Data warehouses in Azure Synapse Analytics
Azure Synapse Analytics provides dedicated SQL pools that you can use to implement enterprise-scale relational data warehouses. Dedicated SQL pools are based on a massively parallel processing (MPP) instance of the Microsoft SQL Server relational database engine in which data is stored and queried in tables.
To ingest real-time data into a relational data warehouse, your Azure Stream Analytics query must write its results to an output that references the table into which you want to load the data.
Data lakes in Azure Synapse Analytics
An Azure Synapse Analytics workspace typically includes at least one storage service that is used as a data lake. Most commonly, the data lake is hosted in an Azure Storage account using a container configured to support Azure Data Lake Storage Gen2. Files in the data lake are organized hierarchically in directories (folders), and can be stored in multiple file formats, including delimited text (such as comma-separated values, or CSV), Parquet, and JSON.

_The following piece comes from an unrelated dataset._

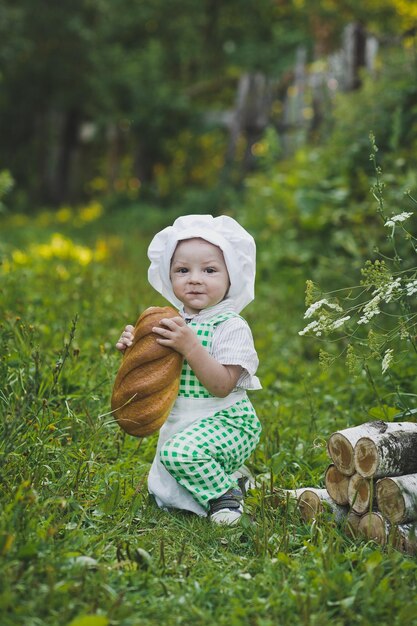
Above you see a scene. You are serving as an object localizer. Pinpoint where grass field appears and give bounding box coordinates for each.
[1,203,417,626]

When ingesting real-time data into a data lake, your Azure Stream Analytics query must write its results to an output that references the location in the Azure Data Lake Gen2 storage container where you want to save the data files. Data analysts, engineers, and scientists can then process and query the files in the data lake by running code in an Apache Spark pool, or by running SQL queries using a serverless SQL pool.